For a pastor, the fall back into the desperate pace of church life is marked with the shocking regularity of Sunday morning. Thankfully in my case, God put a stop to that. The day after we returned, I got sick as a dog. Being bedridden led me to an awareness that, though I had apprehended it, I had never been able to articulate it, and now I am (thanks to my good friend, Ping) able to relate it to you: I realized that I am only free when I am sick.
C.S. Lewis has written, that his “ideal happiness…would be to read the [Renaissance] Italian epic — to be always convalescent from some small illness and always seated in a window that overlooked the sea, there to read these poems eight hours of each happy day.”* Lewis speaks of the same principle. Illness provides a justifiable excuse to rest. A “small illness” is too ambiguous a thing for me to mediate. I’m always of the assumption that I can push through some measure of difficulty. What I need (and needed) was something a little more definitive.
The humble desperation of either trying not to vomit or desperately sprinting to the toilet is wonderfully centering. You really don’t care about anything else. You don’t worry whether there are empty nurseries or if there is toilet paper in the church bathroom or the bulletin is typo-free or if the overheads are correct. You don’t care whether or not your sermon is “finished” or the light bulbs have been fixed or doggone it, that that person who has dropped in unannounced is just so disappointed in the church or me, and they’ve just got to let me know — something.
“Sorry,” I say, “I can’t answer your question, hear your concern, listen to you complain– I’ve got to throw up now.” How incredibly freeing! But it’s also brilliant.

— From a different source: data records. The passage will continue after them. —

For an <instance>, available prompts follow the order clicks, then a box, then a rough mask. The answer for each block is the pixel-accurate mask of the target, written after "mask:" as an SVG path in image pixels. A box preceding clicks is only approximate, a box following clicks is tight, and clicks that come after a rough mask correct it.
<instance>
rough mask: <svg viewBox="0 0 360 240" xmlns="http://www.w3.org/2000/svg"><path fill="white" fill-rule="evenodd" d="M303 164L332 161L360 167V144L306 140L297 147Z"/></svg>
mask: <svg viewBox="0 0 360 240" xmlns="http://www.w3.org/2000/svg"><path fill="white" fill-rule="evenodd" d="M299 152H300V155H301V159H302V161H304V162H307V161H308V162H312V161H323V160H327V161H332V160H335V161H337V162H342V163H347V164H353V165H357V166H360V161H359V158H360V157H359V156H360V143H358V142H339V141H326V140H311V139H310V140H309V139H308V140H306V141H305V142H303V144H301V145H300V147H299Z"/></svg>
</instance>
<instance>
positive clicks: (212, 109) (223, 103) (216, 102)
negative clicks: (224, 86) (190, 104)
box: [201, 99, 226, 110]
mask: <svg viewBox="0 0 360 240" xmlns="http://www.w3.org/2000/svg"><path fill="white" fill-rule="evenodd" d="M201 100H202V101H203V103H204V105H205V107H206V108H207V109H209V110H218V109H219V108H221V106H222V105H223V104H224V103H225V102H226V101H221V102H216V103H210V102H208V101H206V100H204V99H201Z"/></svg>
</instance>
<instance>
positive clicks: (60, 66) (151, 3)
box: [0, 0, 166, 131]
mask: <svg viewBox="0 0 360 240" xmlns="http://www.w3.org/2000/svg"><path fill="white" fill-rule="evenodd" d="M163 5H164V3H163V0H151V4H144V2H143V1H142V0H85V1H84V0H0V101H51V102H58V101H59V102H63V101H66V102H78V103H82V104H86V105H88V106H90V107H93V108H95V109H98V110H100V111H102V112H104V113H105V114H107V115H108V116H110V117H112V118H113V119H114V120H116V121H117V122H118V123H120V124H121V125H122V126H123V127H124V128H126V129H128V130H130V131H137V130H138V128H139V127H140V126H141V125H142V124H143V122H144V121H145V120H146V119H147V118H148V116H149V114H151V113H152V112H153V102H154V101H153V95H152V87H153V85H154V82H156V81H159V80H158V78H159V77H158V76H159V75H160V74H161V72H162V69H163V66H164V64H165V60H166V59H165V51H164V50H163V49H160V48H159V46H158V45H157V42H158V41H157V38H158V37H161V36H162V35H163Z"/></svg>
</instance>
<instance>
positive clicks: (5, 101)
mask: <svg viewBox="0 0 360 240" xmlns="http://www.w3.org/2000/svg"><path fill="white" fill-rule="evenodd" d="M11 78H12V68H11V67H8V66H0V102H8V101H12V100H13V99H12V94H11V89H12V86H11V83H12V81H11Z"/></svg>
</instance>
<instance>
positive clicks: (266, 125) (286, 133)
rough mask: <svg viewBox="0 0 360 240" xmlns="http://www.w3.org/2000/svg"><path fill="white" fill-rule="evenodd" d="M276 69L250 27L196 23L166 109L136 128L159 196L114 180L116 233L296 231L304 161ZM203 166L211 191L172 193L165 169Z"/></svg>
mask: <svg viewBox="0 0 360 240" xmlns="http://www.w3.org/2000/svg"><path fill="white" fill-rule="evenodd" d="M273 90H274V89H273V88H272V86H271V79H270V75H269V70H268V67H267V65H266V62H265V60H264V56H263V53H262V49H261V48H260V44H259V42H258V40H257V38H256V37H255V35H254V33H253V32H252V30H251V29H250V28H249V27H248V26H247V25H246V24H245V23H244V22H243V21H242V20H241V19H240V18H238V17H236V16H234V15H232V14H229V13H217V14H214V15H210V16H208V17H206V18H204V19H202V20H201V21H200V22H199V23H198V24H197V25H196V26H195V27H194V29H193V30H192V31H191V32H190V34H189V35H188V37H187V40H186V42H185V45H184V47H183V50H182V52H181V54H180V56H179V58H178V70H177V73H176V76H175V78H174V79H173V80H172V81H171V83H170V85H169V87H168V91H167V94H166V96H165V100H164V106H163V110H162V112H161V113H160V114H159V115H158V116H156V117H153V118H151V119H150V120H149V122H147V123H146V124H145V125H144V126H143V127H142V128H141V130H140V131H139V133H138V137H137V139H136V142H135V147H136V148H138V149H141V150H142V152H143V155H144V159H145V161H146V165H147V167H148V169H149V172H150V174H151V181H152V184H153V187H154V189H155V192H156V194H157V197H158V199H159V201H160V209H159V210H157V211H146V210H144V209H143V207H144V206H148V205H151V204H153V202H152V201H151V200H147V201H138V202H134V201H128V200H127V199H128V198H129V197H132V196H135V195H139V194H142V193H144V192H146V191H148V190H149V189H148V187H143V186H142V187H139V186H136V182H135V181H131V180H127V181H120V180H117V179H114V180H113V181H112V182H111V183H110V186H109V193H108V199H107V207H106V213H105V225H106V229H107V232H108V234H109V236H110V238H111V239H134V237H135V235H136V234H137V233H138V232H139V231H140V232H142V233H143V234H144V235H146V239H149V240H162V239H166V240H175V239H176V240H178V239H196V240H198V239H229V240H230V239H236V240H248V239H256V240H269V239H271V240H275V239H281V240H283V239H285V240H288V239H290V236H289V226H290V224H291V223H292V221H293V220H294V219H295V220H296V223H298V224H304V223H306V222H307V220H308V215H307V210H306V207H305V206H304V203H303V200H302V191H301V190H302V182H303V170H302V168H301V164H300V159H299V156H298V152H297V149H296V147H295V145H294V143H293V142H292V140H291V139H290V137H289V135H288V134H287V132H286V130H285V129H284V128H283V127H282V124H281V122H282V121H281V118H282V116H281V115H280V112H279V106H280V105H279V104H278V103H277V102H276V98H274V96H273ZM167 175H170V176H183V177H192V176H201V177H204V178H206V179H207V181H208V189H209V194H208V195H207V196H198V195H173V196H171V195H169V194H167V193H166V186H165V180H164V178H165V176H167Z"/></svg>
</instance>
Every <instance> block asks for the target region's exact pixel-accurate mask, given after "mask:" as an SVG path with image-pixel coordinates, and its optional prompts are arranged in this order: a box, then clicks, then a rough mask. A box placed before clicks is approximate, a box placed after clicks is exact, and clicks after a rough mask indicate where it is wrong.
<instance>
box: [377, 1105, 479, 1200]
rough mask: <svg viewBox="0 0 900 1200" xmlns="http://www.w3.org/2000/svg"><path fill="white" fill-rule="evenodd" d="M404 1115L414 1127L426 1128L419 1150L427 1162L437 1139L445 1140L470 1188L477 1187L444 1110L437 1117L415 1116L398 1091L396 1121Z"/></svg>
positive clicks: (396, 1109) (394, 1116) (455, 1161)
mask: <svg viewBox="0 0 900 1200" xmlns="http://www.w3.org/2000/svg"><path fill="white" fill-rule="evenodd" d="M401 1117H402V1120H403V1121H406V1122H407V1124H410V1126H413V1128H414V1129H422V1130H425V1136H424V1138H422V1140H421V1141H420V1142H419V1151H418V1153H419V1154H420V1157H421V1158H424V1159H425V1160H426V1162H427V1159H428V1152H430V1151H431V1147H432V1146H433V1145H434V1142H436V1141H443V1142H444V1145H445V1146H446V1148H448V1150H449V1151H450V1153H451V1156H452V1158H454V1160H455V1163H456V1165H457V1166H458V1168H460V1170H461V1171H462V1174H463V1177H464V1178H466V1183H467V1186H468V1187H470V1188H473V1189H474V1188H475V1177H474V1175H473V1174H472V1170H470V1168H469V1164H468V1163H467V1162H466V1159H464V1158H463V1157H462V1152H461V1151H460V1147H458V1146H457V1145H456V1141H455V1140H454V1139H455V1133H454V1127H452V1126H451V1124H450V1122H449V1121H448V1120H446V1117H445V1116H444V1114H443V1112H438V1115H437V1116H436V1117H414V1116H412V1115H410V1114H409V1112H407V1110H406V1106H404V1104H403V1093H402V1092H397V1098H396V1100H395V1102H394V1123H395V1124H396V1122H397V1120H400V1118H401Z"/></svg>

Because, at this very moment, I am not being insensitive or ungracious, I am actually loving them, by getting away from them as quickly as possible so that they won’t get sick either. And what is the response to this terse, “Not…now!”? It is sympathy and kindness and concern. Is that incredible or what?
I have framed this new principle into one of the classic formations of Reformed theology. You’ve heard of soli Deo gloria or perhaps the three solas: fide, gratia, scriptura? Well let us add to it: sola aegrotus “by illness alone” or its theological cousin and more widely recognizable, soli vomitio, “vomit alone.” I really think this has potential.
There is also the universalist approach which sadly is more definitive, less debatable, and absolute; it is called: sola morte.
*This quote is pulled from Alan Jacobs excellent book on the life and thought of C.S. Lewis entitled, The Narnian: The Life and Imagination of C.S. Lewis.